Pektaş kitabında, Beauvoir’in düşüncelerini şöyle aktarır: erkekler kendilerini belli bir cinsin temsilcisi olarak toplumsal hayata dahil olmazlar der, onların erkek oluşu kendiliğinden gelişen sıradan pratiklerdir. Ancak kadının kadın oluşu, erkeğin verdiği karara bağlıdır. Erkek kadını cinsel yanı ağır bastığı zaman dişi sıfatını verir.

Erkeğin erkek oluşu onun mutlak değeri iken, kadınlık erkeğin tanımı üzerinden belirlenmiş kavramları taşımaktadır. Bu yönüyle erkek kadın üzerinde iktidar oluşturur (Pektaş, 2017).

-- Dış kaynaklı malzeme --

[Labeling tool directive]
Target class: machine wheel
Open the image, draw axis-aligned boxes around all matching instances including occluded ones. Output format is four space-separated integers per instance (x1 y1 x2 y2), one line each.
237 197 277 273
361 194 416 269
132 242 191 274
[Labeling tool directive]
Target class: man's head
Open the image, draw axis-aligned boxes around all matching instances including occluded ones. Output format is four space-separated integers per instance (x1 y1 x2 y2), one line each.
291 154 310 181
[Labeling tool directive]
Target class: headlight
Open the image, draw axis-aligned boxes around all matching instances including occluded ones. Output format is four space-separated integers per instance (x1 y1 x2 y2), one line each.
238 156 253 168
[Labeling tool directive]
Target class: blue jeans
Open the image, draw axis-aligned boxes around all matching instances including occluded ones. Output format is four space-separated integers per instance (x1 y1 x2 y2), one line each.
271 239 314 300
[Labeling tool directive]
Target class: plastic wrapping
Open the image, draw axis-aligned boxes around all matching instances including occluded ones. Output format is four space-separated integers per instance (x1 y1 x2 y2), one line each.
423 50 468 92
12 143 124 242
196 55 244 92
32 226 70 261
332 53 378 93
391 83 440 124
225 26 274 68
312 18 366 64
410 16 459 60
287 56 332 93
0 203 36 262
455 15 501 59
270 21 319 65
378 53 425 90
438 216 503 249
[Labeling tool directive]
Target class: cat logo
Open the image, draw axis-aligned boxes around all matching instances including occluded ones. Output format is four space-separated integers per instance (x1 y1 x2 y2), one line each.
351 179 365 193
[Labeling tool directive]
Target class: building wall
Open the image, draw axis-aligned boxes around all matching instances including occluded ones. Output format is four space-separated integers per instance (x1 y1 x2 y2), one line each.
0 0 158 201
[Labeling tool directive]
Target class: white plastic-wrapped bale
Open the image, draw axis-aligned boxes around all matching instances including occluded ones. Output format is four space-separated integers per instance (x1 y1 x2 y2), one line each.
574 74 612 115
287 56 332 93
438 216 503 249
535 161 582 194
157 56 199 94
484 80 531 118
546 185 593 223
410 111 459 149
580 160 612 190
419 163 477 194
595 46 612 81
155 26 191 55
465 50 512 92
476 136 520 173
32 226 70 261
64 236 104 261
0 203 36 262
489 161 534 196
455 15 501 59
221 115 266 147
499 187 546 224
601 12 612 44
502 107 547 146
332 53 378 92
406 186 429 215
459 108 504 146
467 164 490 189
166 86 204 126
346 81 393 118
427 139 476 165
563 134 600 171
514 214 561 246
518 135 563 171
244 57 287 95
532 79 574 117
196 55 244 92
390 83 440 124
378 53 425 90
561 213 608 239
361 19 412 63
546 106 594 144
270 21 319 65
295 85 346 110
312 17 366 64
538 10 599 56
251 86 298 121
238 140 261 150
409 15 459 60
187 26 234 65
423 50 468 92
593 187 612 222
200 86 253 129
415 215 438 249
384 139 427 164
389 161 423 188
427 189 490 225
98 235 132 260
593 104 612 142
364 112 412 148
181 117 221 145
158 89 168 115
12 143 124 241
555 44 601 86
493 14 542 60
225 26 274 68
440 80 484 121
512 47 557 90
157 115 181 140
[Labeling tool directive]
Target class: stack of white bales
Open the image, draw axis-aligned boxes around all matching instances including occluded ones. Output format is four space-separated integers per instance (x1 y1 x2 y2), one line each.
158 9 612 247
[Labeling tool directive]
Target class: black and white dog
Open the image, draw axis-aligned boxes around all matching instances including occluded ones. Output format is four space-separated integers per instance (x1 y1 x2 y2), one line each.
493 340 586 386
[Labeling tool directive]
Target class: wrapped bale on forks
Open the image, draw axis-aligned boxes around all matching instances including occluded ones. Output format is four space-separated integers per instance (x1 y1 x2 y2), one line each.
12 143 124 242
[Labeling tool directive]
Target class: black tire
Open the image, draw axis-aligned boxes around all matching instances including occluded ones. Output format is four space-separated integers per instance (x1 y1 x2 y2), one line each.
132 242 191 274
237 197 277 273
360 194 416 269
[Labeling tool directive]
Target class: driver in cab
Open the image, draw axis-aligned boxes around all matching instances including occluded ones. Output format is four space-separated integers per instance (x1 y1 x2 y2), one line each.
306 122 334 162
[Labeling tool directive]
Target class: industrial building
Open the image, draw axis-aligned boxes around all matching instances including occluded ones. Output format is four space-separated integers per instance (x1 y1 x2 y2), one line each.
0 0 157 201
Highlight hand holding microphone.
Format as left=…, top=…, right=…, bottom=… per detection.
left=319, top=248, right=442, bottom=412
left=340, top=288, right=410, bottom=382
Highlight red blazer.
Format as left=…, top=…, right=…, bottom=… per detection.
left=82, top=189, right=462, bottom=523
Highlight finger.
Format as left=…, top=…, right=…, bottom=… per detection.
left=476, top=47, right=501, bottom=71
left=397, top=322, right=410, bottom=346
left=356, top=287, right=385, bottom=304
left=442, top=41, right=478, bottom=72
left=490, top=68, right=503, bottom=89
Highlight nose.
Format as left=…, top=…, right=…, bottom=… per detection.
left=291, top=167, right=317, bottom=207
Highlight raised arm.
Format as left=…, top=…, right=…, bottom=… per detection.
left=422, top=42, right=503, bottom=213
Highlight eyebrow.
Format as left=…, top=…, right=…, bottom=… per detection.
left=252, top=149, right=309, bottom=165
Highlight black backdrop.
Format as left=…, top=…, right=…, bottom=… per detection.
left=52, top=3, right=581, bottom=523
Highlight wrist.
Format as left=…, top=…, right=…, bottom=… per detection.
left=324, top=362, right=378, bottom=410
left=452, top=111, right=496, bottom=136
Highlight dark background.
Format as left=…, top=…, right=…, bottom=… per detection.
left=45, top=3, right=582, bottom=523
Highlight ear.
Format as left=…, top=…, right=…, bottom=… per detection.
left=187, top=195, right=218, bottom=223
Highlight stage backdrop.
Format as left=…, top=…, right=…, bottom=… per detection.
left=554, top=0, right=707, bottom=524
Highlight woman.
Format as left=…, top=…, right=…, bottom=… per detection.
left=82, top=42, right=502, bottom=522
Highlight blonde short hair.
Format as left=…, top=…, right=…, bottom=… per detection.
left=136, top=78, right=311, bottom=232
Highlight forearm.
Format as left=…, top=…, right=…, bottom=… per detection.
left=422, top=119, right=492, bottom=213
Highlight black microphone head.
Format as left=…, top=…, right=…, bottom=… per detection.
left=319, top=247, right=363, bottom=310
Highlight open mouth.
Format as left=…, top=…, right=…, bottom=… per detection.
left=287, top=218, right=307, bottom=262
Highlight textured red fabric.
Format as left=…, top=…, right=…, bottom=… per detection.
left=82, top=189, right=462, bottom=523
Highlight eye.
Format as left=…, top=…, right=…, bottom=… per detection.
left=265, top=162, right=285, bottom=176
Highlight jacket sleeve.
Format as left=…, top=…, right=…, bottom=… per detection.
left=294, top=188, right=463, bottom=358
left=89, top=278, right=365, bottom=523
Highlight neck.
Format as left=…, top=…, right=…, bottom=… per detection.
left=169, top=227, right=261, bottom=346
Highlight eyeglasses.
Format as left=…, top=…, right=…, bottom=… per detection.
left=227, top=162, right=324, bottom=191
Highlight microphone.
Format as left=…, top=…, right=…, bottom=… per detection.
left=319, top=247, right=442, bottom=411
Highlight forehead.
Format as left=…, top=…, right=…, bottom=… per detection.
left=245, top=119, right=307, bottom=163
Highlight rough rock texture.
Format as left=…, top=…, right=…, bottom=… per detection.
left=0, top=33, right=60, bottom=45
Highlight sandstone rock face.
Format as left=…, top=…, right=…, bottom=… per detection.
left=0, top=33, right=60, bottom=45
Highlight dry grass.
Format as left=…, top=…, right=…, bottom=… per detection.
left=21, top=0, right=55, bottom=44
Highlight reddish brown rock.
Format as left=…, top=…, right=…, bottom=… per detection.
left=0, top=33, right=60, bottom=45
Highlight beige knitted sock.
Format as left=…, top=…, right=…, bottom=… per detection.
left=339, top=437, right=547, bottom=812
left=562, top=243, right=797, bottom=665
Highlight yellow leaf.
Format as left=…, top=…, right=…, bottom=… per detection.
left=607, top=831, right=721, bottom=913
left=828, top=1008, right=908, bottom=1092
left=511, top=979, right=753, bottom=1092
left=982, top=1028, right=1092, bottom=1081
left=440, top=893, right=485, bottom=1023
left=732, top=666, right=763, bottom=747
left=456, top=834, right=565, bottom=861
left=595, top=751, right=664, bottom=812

Butler,“eril öznenin anlamı yarattığını, eril özne olmak için; ötekisini yaratıp kendi varlığını yeniden olumlamaya çalıştığını” vurgular (Butler, 2018). Yapılan bu çalışmada erkek görüşmecilerden Ziya kadının olmaması gereken meslekleri söylerken; Veli’nin kadına en çok yakışan mesleği anaokulu öğretmenliği olarak tanımlaması Butler’ın vurgusunu destekler niteliktedir.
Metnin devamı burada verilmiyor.